# Filter records

Only keep records useful to this project:
- Records must have a picture, an entry in the multimedia table with a valid link.
    - However we only want records with only one image because we want to know which image the notations are referring to.
- Only angiosperm records.

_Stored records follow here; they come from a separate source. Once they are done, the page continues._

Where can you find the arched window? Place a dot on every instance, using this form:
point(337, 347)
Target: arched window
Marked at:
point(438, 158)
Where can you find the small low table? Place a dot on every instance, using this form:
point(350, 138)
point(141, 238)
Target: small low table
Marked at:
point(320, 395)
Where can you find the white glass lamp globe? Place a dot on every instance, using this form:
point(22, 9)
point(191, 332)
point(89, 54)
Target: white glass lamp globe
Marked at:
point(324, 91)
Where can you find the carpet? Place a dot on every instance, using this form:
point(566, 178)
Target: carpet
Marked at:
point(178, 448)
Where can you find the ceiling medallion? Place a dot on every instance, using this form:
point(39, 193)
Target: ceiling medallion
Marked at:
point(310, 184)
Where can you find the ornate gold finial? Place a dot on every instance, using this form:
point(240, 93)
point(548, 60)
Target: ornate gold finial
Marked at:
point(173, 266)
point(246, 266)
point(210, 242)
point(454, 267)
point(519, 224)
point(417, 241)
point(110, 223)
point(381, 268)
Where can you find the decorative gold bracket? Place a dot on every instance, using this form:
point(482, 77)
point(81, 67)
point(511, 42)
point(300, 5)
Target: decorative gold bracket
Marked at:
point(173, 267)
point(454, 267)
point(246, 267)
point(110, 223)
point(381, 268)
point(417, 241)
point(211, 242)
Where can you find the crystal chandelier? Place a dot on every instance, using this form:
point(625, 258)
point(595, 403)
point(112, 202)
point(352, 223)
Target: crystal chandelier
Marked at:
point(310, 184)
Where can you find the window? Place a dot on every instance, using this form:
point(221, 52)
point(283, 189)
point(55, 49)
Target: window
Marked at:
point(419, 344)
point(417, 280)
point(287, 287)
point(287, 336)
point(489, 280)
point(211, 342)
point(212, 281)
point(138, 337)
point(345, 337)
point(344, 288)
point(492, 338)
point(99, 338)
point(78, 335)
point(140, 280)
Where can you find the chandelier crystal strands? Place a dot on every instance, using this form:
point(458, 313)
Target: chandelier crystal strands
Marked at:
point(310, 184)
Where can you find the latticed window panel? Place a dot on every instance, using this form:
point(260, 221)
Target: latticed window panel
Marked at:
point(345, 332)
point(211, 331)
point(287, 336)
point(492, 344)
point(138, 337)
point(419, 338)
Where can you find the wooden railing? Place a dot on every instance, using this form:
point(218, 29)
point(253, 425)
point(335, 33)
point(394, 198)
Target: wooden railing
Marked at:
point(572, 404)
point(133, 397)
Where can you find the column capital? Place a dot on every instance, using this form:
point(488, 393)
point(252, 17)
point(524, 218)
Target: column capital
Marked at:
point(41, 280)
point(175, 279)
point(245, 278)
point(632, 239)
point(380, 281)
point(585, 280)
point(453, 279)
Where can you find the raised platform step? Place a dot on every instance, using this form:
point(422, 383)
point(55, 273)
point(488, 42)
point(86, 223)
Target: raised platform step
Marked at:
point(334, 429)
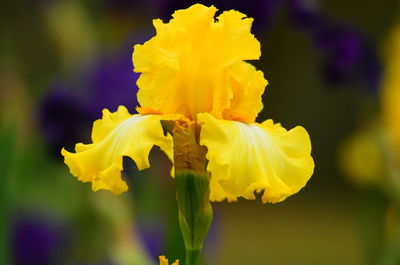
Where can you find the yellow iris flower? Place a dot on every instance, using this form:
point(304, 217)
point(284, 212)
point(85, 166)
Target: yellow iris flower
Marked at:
point(194, 71)
point(164, 261)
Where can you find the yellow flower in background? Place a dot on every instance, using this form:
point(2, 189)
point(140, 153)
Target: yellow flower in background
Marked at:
point(194, 71)
point(164, 261)
point(390, 96)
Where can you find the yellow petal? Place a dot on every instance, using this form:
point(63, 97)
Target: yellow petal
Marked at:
point(164, 261)
point(186, 66)
point(244, 158)
point(390, 93)
point(114, 136)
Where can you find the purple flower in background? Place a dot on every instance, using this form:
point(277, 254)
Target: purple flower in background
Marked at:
point(263, 11)
point(348, 57)
point(69, 107)
point(38, 240)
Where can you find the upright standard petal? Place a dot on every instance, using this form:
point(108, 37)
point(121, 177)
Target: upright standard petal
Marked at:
point(117, 135)
point(390, 93)
point(185, 67)
point(247, 85)
point(244, 158)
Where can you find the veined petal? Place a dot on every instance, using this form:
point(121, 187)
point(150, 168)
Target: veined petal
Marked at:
point(244, 158)
point(247, 85)
point(164, 261)
point(117, 135)
point(185, 67)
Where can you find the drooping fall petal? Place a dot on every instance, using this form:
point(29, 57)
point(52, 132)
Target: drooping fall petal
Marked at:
point(244, 158)
point(114, 136)
point(164, 261)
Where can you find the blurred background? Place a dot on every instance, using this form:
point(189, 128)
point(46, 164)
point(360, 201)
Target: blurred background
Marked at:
point(332, 66)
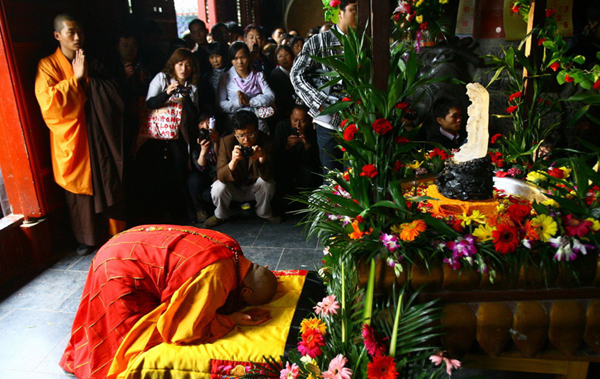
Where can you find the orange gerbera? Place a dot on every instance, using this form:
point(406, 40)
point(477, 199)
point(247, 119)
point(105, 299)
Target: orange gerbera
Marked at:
point(411, 230)
point(357, 233)
point(529, 232)
point(313, 324)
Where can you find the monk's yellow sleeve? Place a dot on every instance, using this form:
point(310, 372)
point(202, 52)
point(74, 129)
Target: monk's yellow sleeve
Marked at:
point(191, 314)
point(59, 98)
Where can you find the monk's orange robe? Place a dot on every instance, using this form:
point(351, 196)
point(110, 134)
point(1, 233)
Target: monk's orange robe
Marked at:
point(62, 101)
point(150, 285)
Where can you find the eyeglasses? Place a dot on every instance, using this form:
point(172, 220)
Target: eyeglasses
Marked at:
point(246, 135)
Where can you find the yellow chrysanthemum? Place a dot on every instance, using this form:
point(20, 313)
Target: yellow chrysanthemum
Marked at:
point(536, 177)
point(546, 227)
point(595, 224)
point(475, 216)
point(483, 232)
point(551, 203)
point(414, 165)
point(313, 323)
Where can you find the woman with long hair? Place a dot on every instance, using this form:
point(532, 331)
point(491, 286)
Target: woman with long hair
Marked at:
point(241, 87)
point(166, 136)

Filter by:
    - Phylum/Division
    - Class
    - Family
- Records should have reproductive data in one of these fields:
    - reproductivecondition is not empty
    - occurrenceremarks contains a reproductive key
    - dynamicproperties contains a reproductive key
    - fieldnotes contains a reproductive key
- Reproductive keys are:
    - flower, fruit petal fls corolla leaves tepal seed sterile ray infl 
    - bract inflor inflorescence stigma sepal flores

In [1]:
import sys

sys.path.append('..')

In [2]:
import sqlite3
from pathlib import Path

import pandas as pd

In [3]:
DATA_DIR = Path('..') / 'data'

DB_IN = DATA_DIR / 'idigbio_2021-02.sqlite'
DB_OUT = DATA_DIR / 'angiosperms.sqlite'

The old data base is "idigbio_2021-02.sqlite" and new database is "angiosperms.sqlite".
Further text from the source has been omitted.